The real reason some people are left-handed isn't what you think

Are you left-handed? If so, you are part of a small group of people worldwide. Only approximately 10.6 percent of the population is left-handed, according to Psychology Today, and a study of more than 2.3 million people. If we factor that into the world population of about 7.8 billion people, that means that only approximately 827 million of those people are left-handed. 

While left-handed people are treated well today, it, unfortunately, wasn't always like that. In the past, they were accused of being evil or of being witches. Even the word "left" comes from the Latin word "sinister" (via the Merriam-Webster dictionary). In Latin, sinister means left, but it is now associated with being evil. These accusations are likely because the majority of the population has always been right-handed, so when some people were left-handed, they were treated poorly just because they were different. So, why are some people right-handed and others are left-handed?
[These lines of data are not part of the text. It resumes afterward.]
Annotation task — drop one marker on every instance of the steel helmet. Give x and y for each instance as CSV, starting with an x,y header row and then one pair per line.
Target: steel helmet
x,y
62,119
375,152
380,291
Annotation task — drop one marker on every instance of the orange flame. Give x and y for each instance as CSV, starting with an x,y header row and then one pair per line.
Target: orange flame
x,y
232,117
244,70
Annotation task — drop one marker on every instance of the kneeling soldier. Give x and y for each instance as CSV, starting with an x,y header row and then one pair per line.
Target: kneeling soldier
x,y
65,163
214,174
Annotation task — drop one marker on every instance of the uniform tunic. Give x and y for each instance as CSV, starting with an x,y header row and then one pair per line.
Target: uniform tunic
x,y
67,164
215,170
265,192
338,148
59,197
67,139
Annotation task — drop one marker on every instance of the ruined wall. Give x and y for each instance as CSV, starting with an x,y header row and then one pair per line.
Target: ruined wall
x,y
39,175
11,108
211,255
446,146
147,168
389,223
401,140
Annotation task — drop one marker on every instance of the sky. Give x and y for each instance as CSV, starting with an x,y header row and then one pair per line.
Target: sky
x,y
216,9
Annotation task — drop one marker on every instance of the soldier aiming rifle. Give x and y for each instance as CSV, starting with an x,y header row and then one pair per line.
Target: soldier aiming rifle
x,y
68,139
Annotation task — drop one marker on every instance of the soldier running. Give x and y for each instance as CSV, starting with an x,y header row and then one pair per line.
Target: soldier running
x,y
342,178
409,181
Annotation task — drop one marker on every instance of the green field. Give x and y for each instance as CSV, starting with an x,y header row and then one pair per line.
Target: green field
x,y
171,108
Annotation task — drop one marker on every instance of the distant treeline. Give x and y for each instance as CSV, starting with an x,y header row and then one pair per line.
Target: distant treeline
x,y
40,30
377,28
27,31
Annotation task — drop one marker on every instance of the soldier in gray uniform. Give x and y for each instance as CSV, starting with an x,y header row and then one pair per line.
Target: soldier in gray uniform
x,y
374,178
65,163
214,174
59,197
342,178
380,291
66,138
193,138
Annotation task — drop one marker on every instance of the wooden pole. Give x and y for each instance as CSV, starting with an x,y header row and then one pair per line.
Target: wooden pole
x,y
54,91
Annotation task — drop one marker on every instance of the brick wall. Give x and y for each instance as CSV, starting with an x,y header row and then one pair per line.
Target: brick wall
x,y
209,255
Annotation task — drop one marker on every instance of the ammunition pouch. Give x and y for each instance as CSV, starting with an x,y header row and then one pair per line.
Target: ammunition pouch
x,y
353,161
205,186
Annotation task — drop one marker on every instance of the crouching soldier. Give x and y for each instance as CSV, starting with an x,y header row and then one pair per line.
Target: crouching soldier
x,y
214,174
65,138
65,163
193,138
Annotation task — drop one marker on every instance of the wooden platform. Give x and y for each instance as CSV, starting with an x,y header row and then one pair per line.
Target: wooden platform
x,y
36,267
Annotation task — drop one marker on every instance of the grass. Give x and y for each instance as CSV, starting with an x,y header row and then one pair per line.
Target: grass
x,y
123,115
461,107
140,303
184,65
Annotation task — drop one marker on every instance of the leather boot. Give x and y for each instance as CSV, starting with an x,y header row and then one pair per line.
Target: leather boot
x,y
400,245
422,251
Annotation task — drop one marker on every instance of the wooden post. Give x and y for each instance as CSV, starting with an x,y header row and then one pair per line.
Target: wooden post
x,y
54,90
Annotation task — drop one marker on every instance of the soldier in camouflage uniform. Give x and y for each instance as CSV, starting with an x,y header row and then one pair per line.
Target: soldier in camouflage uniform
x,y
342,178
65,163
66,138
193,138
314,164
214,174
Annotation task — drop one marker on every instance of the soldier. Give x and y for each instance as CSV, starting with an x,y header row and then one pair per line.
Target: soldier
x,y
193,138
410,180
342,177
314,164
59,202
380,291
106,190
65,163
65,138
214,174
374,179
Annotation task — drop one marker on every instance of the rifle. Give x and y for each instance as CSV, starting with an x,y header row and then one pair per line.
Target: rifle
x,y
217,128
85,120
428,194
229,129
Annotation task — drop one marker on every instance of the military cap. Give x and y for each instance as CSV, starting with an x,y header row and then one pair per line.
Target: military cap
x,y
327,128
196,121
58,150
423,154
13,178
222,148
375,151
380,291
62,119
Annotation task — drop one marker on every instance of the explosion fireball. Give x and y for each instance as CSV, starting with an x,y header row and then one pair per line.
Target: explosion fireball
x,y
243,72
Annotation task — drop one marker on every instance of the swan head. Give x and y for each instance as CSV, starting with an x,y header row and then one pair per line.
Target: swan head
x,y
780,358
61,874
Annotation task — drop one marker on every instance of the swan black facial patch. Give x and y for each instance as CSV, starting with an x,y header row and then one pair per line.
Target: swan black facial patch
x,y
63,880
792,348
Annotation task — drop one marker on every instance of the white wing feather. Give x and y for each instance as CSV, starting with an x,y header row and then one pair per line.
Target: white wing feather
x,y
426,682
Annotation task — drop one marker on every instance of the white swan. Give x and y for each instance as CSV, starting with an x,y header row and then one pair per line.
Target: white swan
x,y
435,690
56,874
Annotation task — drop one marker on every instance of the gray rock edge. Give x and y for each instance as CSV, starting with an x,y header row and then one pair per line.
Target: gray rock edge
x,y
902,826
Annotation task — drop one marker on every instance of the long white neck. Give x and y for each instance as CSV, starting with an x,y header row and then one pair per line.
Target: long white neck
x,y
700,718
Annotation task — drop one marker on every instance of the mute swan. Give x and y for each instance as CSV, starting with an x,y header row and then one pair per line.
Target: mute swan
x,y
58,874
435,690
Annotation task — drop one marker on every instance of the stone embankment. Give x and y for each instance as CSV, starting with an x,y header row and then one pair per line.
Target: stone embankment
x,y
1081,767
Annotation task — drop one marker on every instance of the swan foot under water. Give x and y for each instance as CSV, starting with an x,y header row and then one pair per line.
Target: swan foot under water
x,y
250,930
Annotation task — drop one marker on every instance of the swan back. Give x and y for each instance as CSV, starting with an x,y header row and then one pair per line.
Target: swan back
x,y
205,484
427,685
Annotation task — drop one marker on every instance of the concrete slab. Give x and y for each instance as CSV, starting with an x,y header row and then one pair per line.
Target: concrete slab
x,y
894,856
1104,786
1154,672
Why are some people left-handed?

Whether someone will be left or right-handed is determined before they are born. According to a 2017 research article published in eLife, it could all begin in the spinal cord where they found the gene activity to be asymmetrical. 

The motor cortex in your brain determines hand and arm movements. The research from eLife found that right or left-handedness is determined in utero before 15 weeks gestation and before the spinal cord and the motor cortex are even connected. This means that fetuses choose their right or left hand (for sucking their thumbs) before their brain can even send signals. 

Researchers decided to study gene expression in the spinal cord from the 8th to the 12th week of pregnancy, and they found distinct differences in the right and left segments of the spinal cord that control leg and arm movement, and this is what could cause someone to be a righty or a lefty. Whether you are left-handed or right-handed, then, is determined way before you were born.